When divorce is in the talks, many people might assume right away that it would be harmful to the kids. While the effects of divorce on children tend to lean more on the negative side, in reality, some children are able to see the light at the end of the tunnel and heal fairly fast. It’s not the same for every child, though; it mostly depends on how the divorce was handled.
But divorce, no matter how peaceful both spouses can be, will always be a stressful ordeal for the family. That’s why experienced divorce attorneys from Colorado Springs and other cities offer their assistance to spouses in order for divorce proceedings to progress with minimal unrest as much as possible. The lesser the disputes, the lesser chances of distressed and traumatized children.
The First Year After Divorce
The first year or two after the divorce is the toughest for children. They will be in distress, anxiety, disbelief, and anger, but research has suggested that they also bounce back fast and get used to the changes in their routines. This includes changes in living arrangements, like going in between two homes.
There is, however, a small percentage of children that remains to be unhealed after their parents’ divorce. The effects may possibly last a lifetime, hence the parents’ behavior before and after the divorce is crucial. If the kids are constantly exposed to aggression, violence, lack of respect, and the like, they are more likely to grow up with hostile tendencies and become violent towards their own family, too.
Effects on Children Exposed to Chronic Conflict
When chronic conflict is present at home, children will be impacted negatively in several ways. Children follow the examples of their parents, so if they see one or both parents acting indecently, they may adopt this behavior and become aggressive themselves. They may also develop trust issues, affecting all relationships they will form in adulthood.
Children may also be forced to take sides when their parents are in a heated argument or in a fight. This causes them to be exposed to problems they aren’t supposed to be exposed to, resulting in traumas and other emotional distress.
This is where divorce becomes the better option. If parents contemplate on staying together for the kids but will not do anything to fix the problem anyway, then their children will also not benefit from their parents staying together. When parents choose to file for a divorce, they are showing their kids an example of not settling for less, which would be a valuable lesson in adulthood.
Effects of Child Custody Disputes
Child custody issues can be traumatic for kids as well when handled improperly. If one parent insists on winning custody rights for selfish reasons, the children will be negatively impacted. On the contrary, if parents put the well-being of their children first and make decisions for their kids’ best interests, the negative effects will be greatly reduced.

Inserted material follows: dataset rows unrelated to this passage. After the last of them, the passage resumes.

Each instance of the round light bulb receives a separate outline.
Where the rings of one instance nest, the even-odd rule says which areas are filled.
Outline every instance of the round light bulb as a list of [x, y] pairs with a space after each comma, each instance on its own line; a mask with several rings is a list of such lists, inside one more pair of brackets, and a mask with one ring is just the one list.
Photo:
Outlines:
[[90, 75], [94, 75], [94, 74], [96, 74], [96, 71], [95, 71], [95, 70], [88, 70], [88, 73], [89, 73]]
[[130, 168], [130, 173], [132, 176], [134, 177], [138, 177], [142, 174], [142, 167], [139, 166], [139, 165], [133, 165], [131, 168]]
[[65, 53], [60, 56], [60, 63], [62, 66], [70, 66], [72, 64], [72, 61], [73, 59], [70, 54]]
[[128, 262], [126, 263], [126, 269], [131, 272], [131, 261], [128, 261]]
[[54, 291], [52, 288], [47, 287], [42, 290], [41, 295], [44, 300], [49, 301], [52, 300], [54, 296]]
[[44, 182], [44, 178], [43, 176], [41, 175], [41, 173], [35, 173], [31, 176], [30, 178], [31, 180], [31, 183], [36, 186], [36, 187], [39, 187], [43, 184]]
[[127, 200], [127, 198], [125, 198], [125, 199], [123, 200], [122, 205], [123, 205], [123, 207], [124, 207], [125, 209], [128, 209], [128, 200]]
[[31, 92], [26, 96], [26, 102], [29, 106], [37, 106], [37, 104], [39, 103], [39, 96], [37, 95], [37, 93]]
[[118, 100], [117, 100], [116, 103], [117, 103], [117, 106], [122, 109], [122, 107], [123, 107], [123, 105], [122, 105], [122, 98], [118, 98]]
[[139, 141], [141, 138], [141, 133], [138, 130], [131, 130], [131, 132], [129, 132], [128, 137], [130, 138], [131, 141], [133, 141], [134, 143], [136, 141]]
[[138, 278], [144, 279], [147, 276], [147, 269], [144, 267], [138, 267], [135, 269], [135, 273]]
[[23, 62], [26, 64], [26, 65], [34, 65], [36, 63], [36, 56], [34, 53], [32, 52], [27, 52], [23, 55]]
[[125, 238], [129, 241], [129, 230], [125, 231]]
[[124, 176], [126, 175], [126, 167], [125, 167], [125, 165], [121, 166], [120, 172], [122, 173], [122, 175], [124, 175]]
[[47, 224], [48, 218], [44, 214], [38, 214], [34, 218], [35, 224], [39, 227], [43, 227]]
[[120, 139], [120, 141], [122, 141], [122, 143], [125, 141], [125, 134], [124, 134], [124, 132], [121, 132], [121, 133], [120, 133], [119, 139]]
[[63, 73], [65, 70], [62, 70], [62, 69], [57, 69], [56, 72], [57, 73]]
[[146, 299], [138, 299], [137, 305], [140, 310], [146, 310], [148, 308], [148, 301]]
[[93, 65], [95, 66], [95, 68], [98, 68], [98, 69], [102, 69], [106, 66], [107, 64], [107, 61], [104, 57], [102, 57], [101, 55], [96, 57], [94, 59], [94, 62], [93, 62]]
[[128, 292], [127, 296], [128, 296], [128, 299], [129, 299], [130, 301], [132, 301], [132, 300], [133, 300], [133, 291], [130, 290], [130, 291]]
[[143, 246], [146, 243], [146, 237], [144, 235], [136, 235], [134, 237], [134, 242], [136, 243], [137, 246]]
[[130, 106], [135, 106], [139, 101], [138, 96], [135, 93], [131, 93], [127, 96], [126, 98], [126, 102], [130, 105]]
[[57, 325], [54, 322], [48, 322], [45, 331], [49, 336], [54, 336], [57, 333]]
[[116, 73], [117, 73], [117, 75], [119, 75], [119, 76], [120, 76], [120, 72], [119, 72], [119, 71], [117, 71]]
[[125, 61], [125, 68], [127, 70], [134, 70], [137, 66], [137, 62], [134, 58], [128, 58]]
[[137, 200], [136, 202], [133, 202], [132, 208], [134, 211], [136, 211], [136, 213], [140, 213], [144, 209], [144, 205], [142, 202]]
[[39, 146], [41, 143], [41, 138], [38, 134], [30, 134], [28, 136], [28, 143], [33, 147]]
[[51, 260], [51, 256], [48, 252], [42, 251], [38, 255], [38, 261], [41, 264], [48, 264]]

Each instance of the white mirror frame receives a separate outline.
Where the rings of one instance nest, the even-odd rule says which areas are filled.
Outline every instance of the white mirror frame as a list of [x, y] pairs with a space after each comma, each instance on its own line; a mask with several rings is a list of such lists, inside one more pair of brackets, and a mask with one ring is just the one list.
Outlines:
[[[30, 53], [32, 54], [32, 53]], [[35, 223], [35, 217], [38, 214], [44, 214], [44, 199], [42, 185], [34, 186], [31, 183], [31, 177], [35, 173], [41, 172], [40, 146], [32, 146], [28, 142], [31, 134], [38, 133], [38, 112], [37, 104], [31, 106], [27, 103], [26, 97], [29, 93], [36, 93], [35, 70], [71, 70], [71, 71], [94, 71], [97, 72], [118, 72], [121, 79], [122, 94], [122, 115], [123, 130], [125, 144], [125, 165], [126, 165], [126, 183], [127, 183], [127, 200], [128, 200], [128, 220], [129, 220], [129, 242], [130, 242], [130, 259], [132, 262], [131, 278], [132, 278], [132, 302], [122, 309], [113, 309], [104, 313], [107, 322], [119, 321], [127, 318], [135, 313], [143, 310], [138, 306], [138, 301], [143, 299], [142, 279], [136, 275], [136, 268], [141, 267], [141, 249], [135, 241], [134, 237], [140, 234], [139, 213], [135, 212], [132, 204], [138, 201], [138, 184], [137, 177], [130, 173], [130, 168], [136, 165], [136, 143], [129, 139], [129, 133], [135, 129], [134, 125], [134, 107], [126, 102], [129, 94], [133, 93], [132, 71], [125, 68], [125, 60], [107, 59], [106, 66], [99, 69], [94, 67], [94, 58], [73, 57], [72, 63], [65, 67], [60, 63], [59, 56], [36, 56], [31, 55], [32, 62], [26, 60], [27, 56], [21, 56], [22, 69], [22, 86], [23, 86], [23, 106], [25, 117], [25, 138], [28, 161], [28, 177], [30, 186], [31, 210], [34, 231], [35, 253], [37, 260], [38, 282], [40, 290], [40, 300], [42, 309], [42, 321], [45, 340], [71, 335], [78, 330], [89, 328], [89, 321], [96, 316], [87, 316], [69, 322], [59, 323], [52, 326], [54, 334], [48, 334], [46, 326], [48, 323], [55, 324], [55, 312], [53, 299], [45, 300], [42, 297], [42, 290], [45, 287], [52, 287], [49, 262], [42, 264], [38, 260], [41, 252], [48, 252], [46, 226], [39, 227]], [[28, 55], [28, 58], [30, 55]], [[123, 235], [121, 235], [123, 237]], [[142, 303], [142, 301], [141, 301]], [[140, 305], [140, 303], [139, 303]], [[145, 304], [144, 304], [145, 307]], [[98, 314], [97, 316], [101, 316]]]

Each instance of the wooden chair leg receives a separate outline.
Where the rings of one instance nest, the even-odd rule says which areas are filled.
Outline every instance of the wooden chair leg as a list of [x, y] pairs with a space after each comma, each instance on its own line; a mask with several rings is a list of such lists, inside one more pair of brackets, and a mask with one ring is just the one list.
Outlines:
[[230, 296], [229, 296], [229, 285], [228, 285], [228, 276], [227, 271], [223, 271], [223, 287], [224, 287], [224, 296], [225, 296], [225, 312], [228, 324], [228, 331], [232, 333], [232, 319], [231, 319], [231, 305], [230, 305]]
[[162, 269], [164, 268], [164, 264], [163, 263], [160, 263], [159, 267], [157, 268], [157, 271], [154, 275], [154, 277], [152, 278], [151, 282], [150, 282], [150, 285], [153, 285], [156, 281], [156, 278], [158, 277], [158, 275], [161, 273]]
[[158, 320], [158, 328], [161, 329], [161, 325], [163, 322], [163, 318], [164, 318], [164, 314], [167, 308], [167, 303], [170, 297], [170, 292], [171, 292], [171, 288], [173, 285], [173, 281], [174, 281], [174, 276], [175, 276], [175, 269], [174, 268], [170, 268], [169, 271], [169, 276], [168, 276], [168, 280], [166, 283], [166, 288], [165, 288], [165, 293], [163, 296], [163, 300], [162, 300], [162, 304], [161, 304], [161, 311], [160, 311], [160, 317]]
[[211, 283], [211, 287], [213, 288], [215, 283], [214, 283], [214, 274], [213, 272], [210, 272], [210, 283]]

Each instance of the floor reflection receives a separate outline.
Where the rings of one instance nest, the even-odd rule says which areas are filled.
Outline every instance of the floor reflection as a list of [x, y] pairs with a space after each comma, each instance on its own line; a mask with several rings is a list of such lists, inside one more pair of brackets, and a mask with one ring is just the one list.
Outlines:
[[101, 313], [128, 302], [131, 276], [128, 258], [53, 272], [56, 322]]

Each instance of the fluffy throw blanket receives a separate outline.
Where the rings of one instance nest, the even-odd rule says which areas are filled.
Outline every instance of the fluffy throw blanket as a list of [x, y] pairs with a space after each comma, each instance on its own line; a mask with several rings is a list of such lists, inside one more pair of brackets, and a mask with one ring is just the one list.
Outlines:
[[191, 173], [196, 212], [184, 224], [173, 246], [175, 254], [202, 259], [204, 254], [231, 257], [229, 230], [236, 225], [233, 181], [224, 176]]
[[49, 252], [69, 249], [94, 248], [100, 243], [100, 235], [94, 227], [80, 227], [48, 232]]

What parents can do to enhance the positive effects of divorce is to maintain good parenting. If they’re too focused on their problems, they might be unwittingly hurting their kids in the process. If you’re a parent who’s currently in the middle of a divorce, use this difficult time to sustain your relationship with your kid/s. Reassure them that you still love them all the same in order to secure their happiness.
And as much as possible, find ways to be civil with your ex-spouse because the more you get along even if you’re not together anymore, the more empowered your children can be, resulting in healthy coping and healing for the whole family.